A Filosofia tem total contribuição. Eu discuto muito com meu filho sobre estas possibilidades. Ele tem 18 anos e vê o mundo a partir de sua destruição. Ele me fala: “Mãe, não tem jeito. Olha o meio ambiente, isso e aquilo não têm jeito”. Eu digo a ele: “Olhe só, nós não temos uma sociedade em rede? Temos! Não nos comunicamos, todos, com o mundo inteiro, mesmo com todas as diferenças, inclusive com quem não acredita em vacina, inclusive com quem acredita em Terra plana?” Ele responde: “É, mãe”. Há uma mudança conceitual nesta rede. Em cinco anos temos outro mundo. Nós temos tecnologia para resolvermos os problemas em nossos mares, para clonar animais e plantas, para resolver a vida neste planeta, sim nós temos. O que não temos é vontade política. Uma mudança conceitual de pensamento muda o mundo, certo? Profissionais de saúde hoje continuam trabalhando no sufoco, assim como os professores. Neste momento, não somos mais consumidores, nós somos o produto. Robôs brigam para que nossas cabeças se transformem em consumidoras. É um troço terrível! Neste contexto, quando os profissionais de saúde entendem essa interpretação eles se potencializam. Porque o que potencializa um profissional de saúde é ele entender o que é o jogo, porque senão, como humano, ele submerge no mesmo buraco, achando que não tem saída, que é um retrocesso.
Como lidar com a ideia de retrocesso?
Retrocesso só existe para quem acredita em progresso. Progresso é uma ideia ridícula, que diz que a gente vai do menos para o mais desenvolvido. Mas o mundo caminha para frente, para trás, de lado, de banda, não existe uma linha. Então, e daí se estamos em retrocesso? Um retrocesso pode significar um respiro para um avanço imenso, posterior. O mundo não caminha somente para frente, então retrocesso não é um problema. Estar em retrocesso pode ser bom para a gente sentir na carne a importância da liberdade, para entender como se vota… Então tudo isso não é o problema. A questão é entender que quando a gente sofre um abismo como o que a gente vive agora, a hora é de se potencializar para dar um maior salto. E quem é que vai dar este salto? O profissional de saúde e o profissional da educação, basicamente. Antes, era mais o da educação; hoje é mais o da saúde porque a doença psíquica domina o planeta. Antigamente o professor era o profissional mais valorizado — e eu falo isso direto para eles. Agora, é a hora da Saúde, infelizmente, porque o analfabetismo, que era nosso grande problema, ainda existe, mas hoje é o suicídio de jovens que é a segunda causa de mortes entre jovens e a primeira entre crianças, em muitas partes do mundo. Em muitas cidades americanas, é a primeira causa de morte entre crianças, superando inclusive em número os acidentes.

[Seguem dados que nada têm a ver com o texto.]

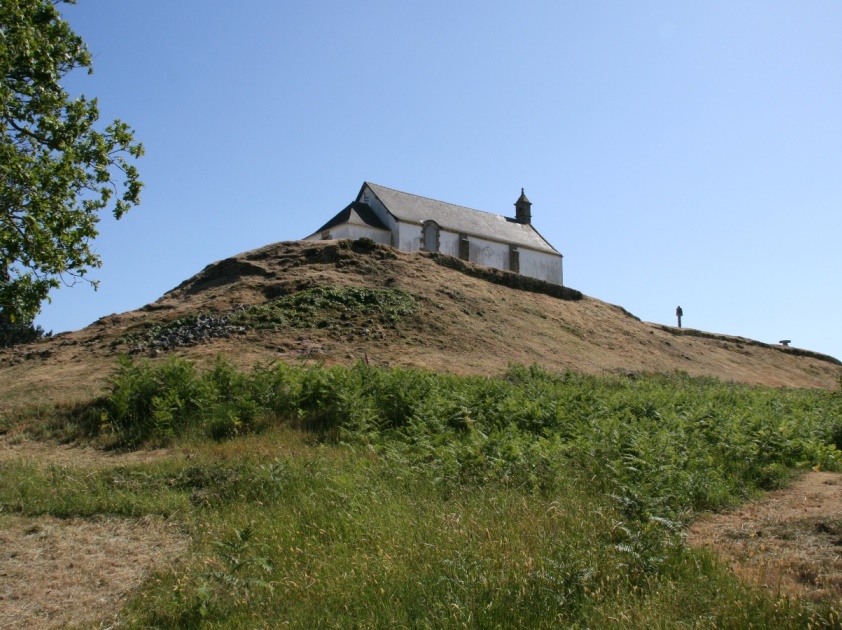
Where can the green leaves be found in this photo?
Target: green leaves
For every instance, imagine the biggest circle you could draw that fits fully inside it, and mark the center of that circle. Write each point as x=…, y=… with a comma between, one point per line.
x=57, y=172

Historicamente, qual o papel de uma pandemia neste cenário que você descreve? Ela acelera, ela faz parte, ela não impacta… Qual é a sua avaliação deste momento que a gente ainda vive?

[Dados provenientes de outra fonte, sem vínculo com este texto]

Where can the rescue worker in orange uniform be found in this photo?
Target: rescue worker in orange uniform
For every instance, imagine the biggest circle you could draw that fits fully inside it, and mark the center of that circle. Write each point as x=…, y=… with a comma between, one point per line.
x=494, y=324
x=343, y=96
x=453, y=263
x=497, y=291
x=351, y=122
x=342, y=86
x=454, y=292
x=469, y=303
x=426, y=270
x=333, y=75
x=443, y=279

A gente só sabe o que acontece com a gente depois. Nós ainda estamos em uma pandemia, mesmo que não usemos mais máscaras. Só que a gente viveu, durante dois anos, assistindo a covas coletivas sendo furadas para enterrar pessoas. Então o que nós sofremos, isolados dentro de casa, com medo de respirar o ar que podia nos matar, foi desesperador. Isso inevitavelmente muda as pessoas. Mas elas não mudam racionalmente. “Ah, ninguém mudou”, podem pensar. Não mudou racionalmente. Eu vi uma matéria esta semana dando conta de que existe na Europa um acúmulo de produtos. As pessoas não estão comprando. O mercado imaginou que as pessoas, saindo de uma pandemia, iriam surtar. Ninguém sabe o que fazer. As pessoas hoje não compram produtos, elas compram virtualidades. E mais outra coisa. O mercado está mudando. Nós vamos trabalhar quatro dias na semana. Isso já está acontecendo no mundo todo. E o que é que se vai fazer nesse terceiro dia? Arte e cultura! E por que isso? Porque as empresas de tecnologias estão vendo o suicídio de seus líderes, no mundo todo. Em Franca, São Paulo, já existem algumas empresas que não trabalham às quartas-feiras. O que eles descobriram: que a lucratividade melhora. Estamos em um mundo de mudanças!